Sebanyak empat film pendek hasil karya sineas Indonesia dijadwalkan akan menjalani penayangan perdana atau world premiere dalam program bergengsi La Semaine de la Critique di Cannes Film Festival 2026. Momen ini menunjukkan capaian signifikan bagi sinema nasional dalam beberapa tahun terakhir.
Proyek ini bukan sekadar ajang pamer karya, melainkan sebuah upaya kolaboratif untuk mengangkat isu, perspektif, dan kekayaan warna regional Asia Tenggara ke ranah internasional. Keempat sutradara Indonesia bekerja sama dengan sineas dari negara tetangga untuk menghasilkan karya yang segar dan ambisius.
Keempat film yang terpilih untuk program tersebut adalah Holy Crowd, Original Wound, Annisa, dan Mothers Are Mothering. Film-film ini merupakan hasil dari kolaborasi lintas negara yang menjanjikan perspektif baru dalam sinema regional.
Keterlibatan nama-nama besar perfilman Indonesia turut memperkuat proyek ini, termasuk kolaborasi antara Reza Fahriyansyah dengan sutradara Malaysia, Ananth Subramaniam, dalam film Holy Crowd. Selain itu, Shelby Kho berkolaborasi dengan sutradara Myanmar, Sein Lyan Tun, untuk film Original Wound.

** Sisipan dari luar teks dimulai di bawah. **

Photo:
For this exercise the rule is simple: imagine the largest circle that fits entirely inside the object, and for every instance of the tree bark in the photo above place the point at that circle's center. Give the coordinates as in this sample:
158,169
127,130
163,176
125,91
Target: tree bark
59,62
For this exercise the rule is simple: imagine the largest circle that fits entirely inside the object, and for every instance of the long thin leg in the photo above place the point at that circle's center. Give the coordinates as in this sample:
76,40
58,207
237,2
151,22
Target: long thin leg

Turut menjadi bagian penting adalah Reza Rahadian yang menggandeng sineas Filipina, Sam Manacsa, untuk menggarap film Annisa. Sementara itu, Khozy Rizal berpartner dengan sutradara Singapura, Lam Li Shuen, dalam film Mothers Are Mothering.
Kolaborasi antar sutradara dari berbagai negara Asia Tenggara ini dinilai sangat menarik karena mempertemukan kekayaan gaya penceritaan yang berbeda, sekaligus memperlihatkan solidaritas yang makin menguat dalam sinema kawasan. Hal ini juga didukung oleh deretan aktor dan kru papan atas Indonesia yang terlibat.
Jajaran aktor ternama turut memeriahkan film-film ini, misalnya Prilly Latuconsina, Yusuf Mahardika, dan Arswendy Bening Swara yang tampil dalam Holy Crowd. Film Mothers Are Mothering juga menampilkan nama besar seperti Happy Salma dan Asmara Abigail.
Dari sisi teknis visual, proyek ini juga melibatkan para profesional terbaik Indonesia, di mana Vera Lestafa bertindak sebagai sinematografer untuk Holy Crowd dan Original Wound. Faozan Rizal mengarahkan visual untuk Annisa, sementara Deska Binarso menangani aspek visual Mothers Are Mothering.